The problem with that is, of course, if Morgan Edge was now going to be a regular part of the series as Clark's new TV boss, it really did not necessarily work to have Edge as an outright crime boss, as well (although, honestly, it would not have been a terrible set-up, but perhaps a bit too out there for the early 1970s). So it was quickly established that the evil Morgan Edge in Jimmy Olsen was a clone of the real Morgan Edge created by Darkseid. The clone was then destroyed and the real Morgan Edge took over his own life.
Edge then continued to be a regular feature in the pages of Superman and Action Comics. He was a strong foil for Clark Kent and Superman, as he obviously had a much different view towards the news than the almost saintly Perry White, and it was good to see Clark have to deal with the mercurial whims of a boss like Edge, who was constantly looking for an angle that he could exploit. Like when Clark wrote a book about Kryptonian history, Edge was already planning on turning it into a TV miniseries a la Roots. Clark's morality stood out greater when contrasted with Edge's outlook on life (the same, of course, went for Clark's TV co-worker, sports reporter, Steve Lombard).
However, while Edge was not always exactly a boy scout, nor was he necessarily a bad person, either. He was basically just your stereotypical sitcom boss. A bit of a pain to deal with, but in the end, he clearly did care about his employees. In one memorable story in Action Comics #468, we learned a bit more about the history of Morgan Edge, including the fact that he was trying to hide his real name (the story is not explicit in saying that Edge was Jewish and trying to cover up his heritage, but that's obviously what the story was about).
Edge remained a prominent member of the Superman supporting cast throughout the 1970s and well into the 1980s. Then Crisis on Infinite Earths happened, and the Superman titles were rebooted. Clark had already gone back to the Daily Planet before Crisis, but now his TV career was completely erased from history. When Morgan Edge was then introduced into the comics after Crisis on Infinite Earths, he was now back to his original form as intended by Jack Kirby. He was a media mogul but also part of the Apokoliptian criminal organization known as Intergang.
While evil, Edge still maintained some of the charms that he had in the Pre-Crisis stories, as he was always a smooth talker. Edge dated Daily Planet reporter Cat Grant for quite a while, and after he was exposed as a criminal and went to prison, he wrote a bestselling autobiography, On the Edge, that dragged Grant's name through the mud.
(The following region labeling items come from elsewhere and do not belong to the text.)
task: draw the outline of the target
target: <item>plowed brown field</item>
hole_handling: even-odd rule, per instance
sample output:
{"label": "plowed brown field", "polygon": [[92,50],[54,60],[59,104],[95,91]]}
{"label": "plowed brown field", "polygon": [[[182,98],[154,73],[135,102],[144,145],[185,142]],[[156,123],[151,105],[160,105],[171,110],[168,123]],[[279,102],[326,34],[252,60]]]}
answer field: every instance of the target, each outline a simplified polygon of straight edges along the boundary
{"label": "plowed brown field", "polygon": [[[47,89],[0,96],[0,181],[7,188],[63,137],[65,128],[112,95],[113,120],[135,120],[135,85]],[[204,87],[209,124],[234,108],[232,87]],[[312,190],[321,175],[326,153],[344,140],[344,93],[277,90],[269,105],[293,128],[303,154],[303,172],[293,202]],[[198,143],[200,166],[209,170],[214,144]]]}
By the time that the New 52 came around, Edge had been relegated to the backburner for many years, but had recently gotten a bit of a boost by being shown as an Anti-Kryptonian pundit during the New Krypton storyline.
In the New 52 relaunch of the Superman titles, perhaps in an homage to his role in the 1970s Superman soft reboot, Morgan Edge is once again causing chaos in the lives of the Daily Planet staff, as he bought the Daily Planet in Superman (Vol.3) #1. Here, Edge is depicted as African-American...
In a twist on the 1970s set-up, this time it was Lois Lane that was hired by Edge's TV division. This version of Edge did not play a major role in the overall series and during DC Rebirth, he sold the Daily Planet to Lex Luthor.
The original Jack Kirby version of Morgan Edge, as an over-the-top capitalist who was secretly an evil criminal mastermind, is a great character setup for a recurring TV villain, and the Post-Crisis history between Edge and Cat Grant could only serve to tie in even better with Supergirl in Season 3.